Quando i periodi non sono utili
Fatto questa premessa generale i giudici di Piazza Cavour ricordano che l'art. 12 del decreto del Presidente della Repubblica, 26 aprile 1957, n. 818, prevede espressamente che i periodi di astensione obbligatoria verificatisi al di fuori di un rapporto di lavoro in atto non possono essere computati ai fini della tutela contro la disoccupazione.

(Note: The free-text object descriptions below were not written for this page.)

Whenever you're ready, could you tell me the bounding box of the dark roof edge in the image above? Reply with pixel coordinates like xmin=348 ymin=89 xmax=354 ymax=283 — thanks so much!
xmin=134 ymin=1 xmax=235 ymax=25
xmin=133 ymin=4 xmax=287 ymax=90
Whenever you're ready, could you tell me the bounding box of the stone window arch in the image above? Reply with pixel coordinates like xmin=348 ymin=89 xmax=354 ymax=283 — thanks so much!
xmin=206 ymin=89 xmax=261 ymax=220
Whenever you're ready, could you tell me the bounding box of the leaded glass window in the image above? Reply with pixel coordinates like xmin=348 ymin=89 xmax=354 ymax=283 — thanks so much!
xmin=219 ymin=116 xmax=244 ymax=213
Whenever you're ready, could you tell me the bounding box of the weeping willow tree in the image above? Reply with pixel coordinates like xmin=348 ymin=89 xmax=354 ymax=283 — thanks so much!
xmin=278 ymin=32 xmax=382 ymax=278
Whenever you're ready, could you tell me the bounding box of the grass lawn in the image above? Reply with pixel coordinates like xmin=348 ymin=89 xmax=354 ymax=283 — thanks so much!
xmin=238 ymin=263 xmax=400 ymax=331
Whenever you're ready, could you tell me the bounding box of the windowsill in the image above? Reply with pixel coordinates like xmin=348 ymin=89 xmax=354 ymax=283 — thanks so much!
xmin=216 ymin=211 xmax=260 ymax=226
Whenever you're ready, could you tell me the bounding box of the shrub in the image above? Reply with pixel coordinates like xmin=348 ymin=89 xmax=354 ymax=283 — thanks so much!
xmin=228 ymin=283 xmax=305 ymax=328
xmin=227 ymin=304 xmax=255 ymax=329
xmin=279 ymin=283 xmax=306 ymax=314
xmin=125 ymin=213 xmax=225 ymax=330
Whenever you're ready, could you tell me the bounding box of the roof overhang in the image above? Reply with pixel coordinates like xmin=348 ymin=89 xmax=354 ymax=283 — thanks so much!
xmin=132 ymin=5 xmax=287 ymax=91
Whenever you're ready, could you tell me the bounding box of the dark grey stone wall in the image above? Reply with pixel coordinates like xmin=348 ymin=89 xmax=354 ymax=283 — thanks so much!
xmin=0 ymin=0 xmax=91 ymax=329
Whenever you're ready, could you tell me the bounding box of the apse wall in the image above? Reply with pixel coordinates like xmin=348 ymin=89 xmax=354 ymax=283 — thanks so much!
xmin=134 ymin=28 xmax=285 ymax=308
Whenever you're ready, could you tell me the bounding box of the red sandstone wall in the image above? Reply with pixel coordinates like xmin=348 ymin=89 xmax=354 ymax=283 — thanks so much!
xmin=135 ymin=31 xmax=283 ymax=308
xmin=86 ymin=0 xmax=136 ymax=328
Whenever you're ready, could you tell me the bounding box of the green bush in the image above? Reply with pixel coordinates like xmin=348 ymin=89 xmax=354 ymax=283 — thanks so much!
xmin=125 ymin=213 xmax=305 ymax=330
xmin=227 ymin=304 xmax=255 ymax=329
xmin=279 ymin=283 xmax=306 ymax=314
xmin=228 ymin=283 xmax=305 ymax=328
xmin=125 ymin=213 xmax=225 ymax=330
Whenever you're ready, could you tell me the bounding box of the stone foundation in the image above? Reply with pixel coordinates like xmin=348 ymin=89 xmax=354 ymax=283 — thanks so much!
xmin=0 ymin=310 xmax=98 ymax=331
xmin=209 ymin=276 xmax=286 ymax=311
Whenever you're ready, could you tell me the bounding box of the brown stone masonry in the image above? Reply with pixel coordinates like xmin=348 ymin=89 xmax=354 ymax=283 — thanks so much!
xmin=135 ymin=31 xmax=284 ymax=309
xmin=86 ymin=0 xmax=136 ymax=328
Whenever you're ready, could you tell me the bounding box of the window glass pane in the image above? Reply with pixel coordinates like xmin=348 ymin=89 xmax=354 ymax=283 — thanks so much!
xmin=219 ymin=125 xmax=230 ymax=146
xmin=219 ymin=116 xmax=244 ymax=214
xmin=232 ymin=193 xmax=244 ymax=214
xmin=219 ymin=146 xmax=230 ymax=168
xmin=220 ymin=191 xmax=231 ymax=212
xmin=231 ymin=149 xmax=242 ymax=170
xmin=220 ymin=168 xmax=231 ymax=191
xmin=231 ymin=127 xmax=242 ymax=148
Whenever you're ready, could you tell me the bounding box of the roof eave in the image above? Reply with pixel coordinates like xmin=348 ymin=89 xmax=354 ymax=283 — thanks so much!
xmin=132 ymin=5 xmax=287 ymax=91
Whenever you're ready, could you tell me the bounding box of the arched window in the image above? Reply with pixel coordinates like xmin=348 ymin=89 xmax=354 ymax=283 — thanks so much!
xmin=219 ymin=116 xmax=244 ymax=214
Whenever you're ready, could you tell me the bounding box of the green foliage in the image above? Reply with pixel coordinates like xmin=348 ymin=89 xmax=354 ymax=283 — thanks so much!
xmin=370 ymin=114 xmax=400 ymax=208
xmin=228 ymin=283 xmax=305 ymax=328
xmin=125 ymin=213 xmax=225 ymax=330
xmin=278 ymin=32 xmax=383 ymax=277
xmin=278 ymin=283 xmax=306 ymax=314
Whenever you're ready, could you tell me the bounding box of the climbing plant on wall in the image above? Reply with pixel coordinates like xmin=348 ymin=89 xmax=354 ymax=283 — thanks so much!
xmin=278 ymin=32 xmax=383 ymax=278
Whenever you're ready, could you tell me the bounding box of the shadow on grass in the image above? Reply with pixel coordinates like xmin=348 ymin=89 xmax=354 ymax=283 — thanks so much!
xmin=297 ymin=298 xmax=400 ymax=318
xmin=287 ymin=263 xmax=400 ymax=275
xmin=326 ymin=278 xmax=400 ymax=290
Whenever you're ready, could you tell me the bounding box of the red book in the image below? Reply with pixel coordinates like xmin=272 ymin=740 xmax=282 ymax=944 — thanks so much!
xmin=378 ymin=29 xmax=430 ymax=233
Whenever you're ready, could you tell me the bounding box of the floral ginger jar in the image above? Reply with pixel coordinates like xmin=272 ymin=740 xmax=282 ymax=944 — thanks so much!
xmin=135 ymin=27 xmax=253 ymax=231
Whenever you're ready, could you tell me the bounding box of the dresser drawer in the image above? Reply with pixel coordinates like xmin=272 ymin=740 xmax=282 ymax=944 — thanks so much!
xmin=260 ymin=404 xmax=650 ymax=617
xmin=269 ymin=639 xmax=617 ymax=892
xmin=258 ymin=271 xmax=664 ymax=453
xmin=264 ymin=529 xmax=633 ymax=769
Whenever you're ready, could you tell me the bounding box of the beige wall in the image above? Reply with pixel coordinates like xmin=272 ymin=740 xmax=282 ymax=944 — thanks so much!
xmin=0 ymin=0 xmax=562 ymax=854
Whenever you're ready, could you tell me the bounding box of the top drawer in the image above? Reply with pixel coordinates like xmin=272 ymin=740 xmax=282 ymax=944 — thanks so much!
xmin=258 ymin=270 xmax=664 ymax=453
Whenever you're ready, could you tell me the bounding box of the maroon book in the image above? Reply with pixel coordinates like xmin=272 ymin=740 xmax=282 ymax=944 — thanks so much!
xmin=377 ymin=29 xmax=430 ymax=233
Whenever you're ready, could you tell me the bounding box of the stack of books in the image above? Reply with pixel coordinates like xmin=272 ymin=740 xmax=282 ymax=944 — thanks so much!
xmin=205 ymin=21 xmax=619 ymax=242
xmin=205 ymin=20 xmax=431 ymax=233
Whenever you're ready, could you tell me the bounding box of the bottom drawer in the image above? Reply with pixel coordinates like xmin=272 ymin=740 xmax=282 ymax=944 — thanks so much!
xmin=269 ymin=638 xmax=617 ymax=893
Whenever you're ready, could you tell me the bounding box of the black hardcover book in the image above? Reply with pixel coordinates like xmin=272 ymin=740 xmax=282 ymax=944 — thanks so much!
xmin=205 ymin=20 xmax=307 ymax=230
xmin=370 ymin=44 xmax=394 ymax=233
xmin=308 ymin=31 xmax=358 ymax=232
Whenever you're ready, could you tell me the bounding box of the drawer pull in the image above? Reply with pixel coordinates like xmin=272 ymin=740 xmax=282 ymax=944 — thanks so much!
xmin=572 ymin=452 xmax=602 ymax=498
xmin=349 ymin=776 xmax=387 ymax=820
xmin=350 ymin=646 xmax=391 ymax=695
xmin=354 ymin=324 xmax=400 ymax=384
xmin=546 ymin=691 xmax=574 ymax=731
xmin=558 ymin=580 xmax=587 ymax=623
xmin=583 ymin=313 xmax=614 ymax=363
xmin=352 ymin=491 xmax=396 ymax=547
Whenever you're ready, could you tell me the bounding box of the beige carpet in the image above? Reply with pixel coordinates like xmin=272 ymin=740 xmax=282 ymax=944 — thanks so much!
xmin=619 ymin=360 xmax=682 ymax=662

Ebbene, proseguono nella sentenza "il principio da trarre dal senso letterale delle riportate disposizioni, nel senso che i periodi corrispondenti a quelli per i quali sia prevista l'astensione obbligatoria dal lavoro in relazione all'evento maternità, ma che si collochino al di fuori del rapporto di lavoro, seppure riconosciuti come periodi contributivi attraverso la contribuzione figurativa (come previsto, nel tempo, dal d.lgs. n. 503 del 1992, art. 14, comma 3; poi, dal d.lgs. n. 564 del 1996, art. 2, comma 4; infine, dal d.lgs. n. 151 del 2001, art. 25, comma 2), non sono utili ai fini del riconoscimento del diritto all'indennità di disoccupazione, è in continuità con quanto già affermato da questa Corte, con la sentenza 29 agosto 2011, n. 17757, la cui premessa generale, sulla tassatività della contribuzione figurativa, si reputa opportuno ribadire".
In definitiva, secondo i giudici, il testo delle richiamate disposizioni normative non lascia adito a dubbi quanto al riconoscimento, come contribuzione utile, dei periodi corrispondenti a quelli di astensione obbligatoria per maternità verificatisi al di fuori del rapporto di lavoro, unicamente a fini pensionistici e agli effetti del diritto a pensione e non anche al fini del riconoscimento dell'indennità di disoccupazione.
Non rileva, infine, neanche che l'interruzione obbligatoria del rapporto di lavoro abbia avuto inizio due giorni prima della scadenza naturale del rapporto di lavoro a termine, perché ciò che assume rilievo, ai fini del raggiungimento del requisito di un anno di contribuzione occorrente per il diritto all'indennità di disoccupazione, è che il periodo di interruzione sia racchiuso in un rapporto di lavoro in atto, come richiesto dall'art. 56 r.d.l. n. 1827/1935, che evoca "i periodi di interruzione obbligatoria e facoltativa dal lavoro durante lo stato di gravidanza e puerperio".
La decisione è importante perchè destinata ad avere effetti anche sull'attuale Naspi, la nuova assicurazione sociale per l'impiego che dal 1° maggio 2015 ha sostituito l'Aspi che a sua volta dal 2013 aveva preso il posto della vecchia disoccupazione (DSO).